Strategy: Check L1 first, then L2, then L3, then origin. Write-through from origin to L2; let L1 fill on demand with short TTLs. CDN serves public, cacheable content.

Best Practices

  • Always set a TTL on every cache entry -- even if you also use event-based invalidation. TTL is your safety net against stale data from missed events.
  • Monitor cache hit rates. A hit rate below 80% suggests the cache is not well-tuned for actual access patterns. Investigate and adjust.
  • Design for cache failure gracefully: the system must function (possibly with degraded performance) when the cache is unavailable.
  • Never cache sensitive data (credentials, tokens, PII) without encryption and strict TTLs.

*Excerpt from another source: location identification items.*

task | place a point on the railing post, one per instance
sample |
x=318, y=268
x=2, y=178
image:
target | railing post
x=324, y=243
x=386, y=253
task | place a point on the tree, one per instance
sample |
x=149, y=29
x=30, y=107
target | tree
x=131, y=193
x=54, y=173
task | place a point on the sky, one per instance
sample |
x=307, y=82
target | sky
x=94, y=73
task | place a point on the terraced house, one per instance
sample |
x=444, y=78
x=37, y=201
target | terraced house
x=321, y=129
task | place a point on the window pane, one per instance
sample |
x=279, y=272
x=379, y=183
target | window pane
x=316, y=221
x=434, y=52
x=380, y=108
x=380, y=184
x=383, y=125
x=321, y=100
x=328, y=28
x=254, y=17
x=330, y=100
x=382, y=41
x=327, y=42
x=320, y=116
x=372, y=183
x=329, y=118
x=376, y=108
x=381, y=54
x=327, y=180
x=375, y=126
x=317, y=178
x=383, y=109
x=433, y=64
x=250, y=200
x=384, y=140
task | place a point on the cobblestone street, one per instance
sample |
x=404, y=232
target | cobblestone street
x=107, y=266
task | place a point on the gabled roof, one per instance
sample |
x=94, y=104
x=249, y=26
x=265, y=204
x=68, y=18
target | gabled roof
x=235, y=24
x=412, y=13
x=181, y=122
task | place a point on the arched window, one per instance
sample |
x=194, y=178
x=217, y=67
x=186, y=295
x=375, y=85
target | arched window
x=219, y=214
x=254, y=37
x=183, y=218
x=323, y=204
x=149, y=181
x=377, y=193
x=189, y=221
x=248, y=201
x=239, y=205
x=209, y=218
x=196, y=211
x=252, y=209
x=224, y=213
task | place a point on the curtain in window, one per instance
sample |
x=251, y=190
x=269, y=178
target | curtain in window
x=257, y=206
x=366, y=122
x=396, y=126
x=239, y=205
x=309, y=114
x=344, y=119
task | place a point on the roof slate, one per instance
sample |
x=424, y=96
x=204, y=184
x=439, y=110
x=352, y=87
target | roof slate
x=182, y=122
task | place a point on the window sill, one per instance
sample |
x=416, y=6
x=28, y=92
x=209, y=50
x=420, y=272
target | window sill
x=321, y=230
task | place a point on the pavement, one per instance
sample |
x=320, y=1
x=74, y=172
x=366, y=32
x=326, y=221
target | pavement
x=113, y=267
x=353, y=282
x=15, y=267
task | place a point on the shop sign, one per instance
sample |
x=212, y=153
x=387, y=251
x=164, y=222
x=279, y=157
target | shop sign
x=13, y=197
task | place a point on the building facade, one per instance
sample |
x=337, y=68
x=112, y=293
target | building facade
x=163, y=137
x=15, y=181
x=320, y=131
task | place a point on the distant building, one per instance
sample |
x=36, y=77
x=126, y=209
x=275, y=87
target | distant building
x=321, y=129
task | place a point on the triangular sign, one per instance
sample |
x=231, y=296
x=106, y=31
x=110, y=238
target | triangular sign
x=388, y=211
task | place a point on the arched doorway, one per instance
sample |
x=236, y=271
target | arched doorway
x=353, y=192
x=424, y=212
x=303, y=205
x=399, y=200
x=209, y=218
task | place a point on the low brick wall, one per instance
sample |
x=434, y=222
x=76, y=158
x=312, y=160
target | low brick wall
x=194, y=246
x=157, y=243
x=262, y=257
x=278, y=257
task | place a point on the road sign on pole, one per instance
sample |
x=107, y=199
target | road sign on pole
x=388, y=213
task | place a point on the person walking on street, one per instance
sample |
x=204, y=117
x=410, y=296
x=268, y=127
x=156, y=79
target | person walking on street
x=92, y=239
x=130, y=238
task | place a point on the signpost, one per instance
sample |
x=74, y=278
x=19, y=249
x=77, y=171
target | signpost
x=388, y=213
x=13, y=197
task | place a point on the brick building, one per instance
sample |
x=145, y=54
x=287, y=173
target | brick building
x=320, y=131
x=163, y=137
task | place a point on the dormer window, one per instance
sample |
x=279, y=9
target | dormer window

  • Use consistent hashing for distributed cache clusters to minimize key redistribution when nodes are added or removed.
  • Prefer cache-aside as the starting pattern. Only move to more complex patterns (write-through, write-behind) when you have measured evidence that they are needed.
  • Implement cache stampede protection (locking or probabilistic refresh) for any high-traffic cache keys with expensive recomputation.